Andreï Kontchalovski a 84 ans : né en 1937, il a donc parfaitement bien connu les années « d’or » de l’Union Soviétique, et il doit même avoir de clairs souvenirs d’enfance de la vie sous Staline, avant que Khrouchtchev amène le pays-continent vers une certaine modernité, ou tout au moins désavoue l’approche « stalinienne » de la dictature du prolétariat. En 1962, année qui marquera l’apogée de la guerre froide avec les USA, avec la crise des missiles de Cuba, Kontchalovski a déjà 25 ans, mais il n’entendra pas parler alors du massacre de Novotcherkassk – en plein pays cosaque ! -, avec sa trentaine d’ouvriers grévistes abattus par le gouvernement alors qu’ils manifestaient pour des conditions de vie plus décentes, car les faits ne seront officiellement révélés au peuple russe que trente ans plus tard.


André Kontchalovski a 84 ans, et sa longue filmographie atteint 30 films. Frère de l’encore plus célèbre cinéaste Nikita Mikhalkov, Kontchalovski sera révélé très tôt par son 'Bonheur d’Assia' en 1966, mais deviendra l’un des cinéastes russes les plus connus en Occident dans les années 80, grâce à une série de films réalisés aux Etats-Unis, comme l’excellent 'Maria’s Lovers' ou les moins remarquables 'Runaway Train' (thriller-catastrophe) et 'Tango & Cash' (avec Stallone !).


Tout cela pour dire que personne n’était sans doute mieux placé pour écrire et mettre en scène "Chers Camarades !", qui raconte le déroulement des événements de Novotcherkassk, et leur impact sur la vie et les convictions d’une dignitaire locale du parti, dont la fille, qui faisait partie des grévistes, disparaît pendant la répression : Kontchalovski sait de quoi il parle, et a dû retrouver dans sa mémoire la « vérité » de ces années de transition entre le stalinisme – regretté par certains, dont par la protagoniste du film – et une nouvelle URSS, qui a néanmoins bien du mal à abandonner les pires réflexes répressifs. Kontchalovski est un grand metteur en scène : son formalisme brillant lui a d’ailleurs été reproché plusieurs fois, mais on ne saurait honnêtement plus qualifier son cinéma « d’académique » comme par le passé. Et Kontchalovski est russe, et pas occidental : son récit évite habilement tous les pièges de la dénonciation vertueuse, « à l’Américaine » : si la vilenie des gouvernants et de leurs complices locaux est montrée sans fard, au cours d’une introduction où les discours kafkaïen des « dirigeants », mêlant idéologie aveugle et lâcheté criminelle se révèlent presque drôles, Kontchalovski prend soin de montrer l’humanité de chacun lorsqu’il est confronté à l’horreur, de ne peindre aucun de ses personnages d’une seule couleur, et de laisser surtout une sorte de lumière percer çà et là au sein de l’obscurité.
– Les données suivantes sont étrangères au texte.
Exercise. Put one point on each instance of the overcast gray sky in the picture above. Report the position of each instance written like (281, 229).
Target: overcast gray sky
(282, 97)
"Chers Camarades !" est beau, parce que son noir et blanc tout en nuances accompagne parfaitement un récit implacable, sans néanmoins que cette beauté prenne en otage la pertinence de l’analyse historique ni l’embrasement des sentiments. Son cadre carré oppressant et la perfection de la construction de nombreux plans impressionnent. "Chers Camarades !" est fort, grâce à son personnage central de Lyuda, militante convaincue, voire extrémiste, du communisme pur et dur, déchirée dans son amour de mère qui la pousse à franchir des barrières qu’elle n’aurait jamais cru pouvoir franchir (grâce à l’aide, il faut le dire, d’un autre beau protagoniste, le responsable du KGB dépêché sur place, sans doute responsable du massacre et pourtant allié de Lyuda dans sa quête) : formidablement interprétée par une Yuliya Vysotskaya tout à la fois glaciale et brûlante, mais d’une détermination sans faille, Lyuda expose toutes contradictions d’un peuple déchiré entre une doctrine parfaitement assimilée, qui ne saurait jamais être remise en cause (à la fin, la leçon à en tirer est : « nous devons nous améliorer ! »), et des relents d’humanité qui peinent à mourir sous le carcan de l’idéologie.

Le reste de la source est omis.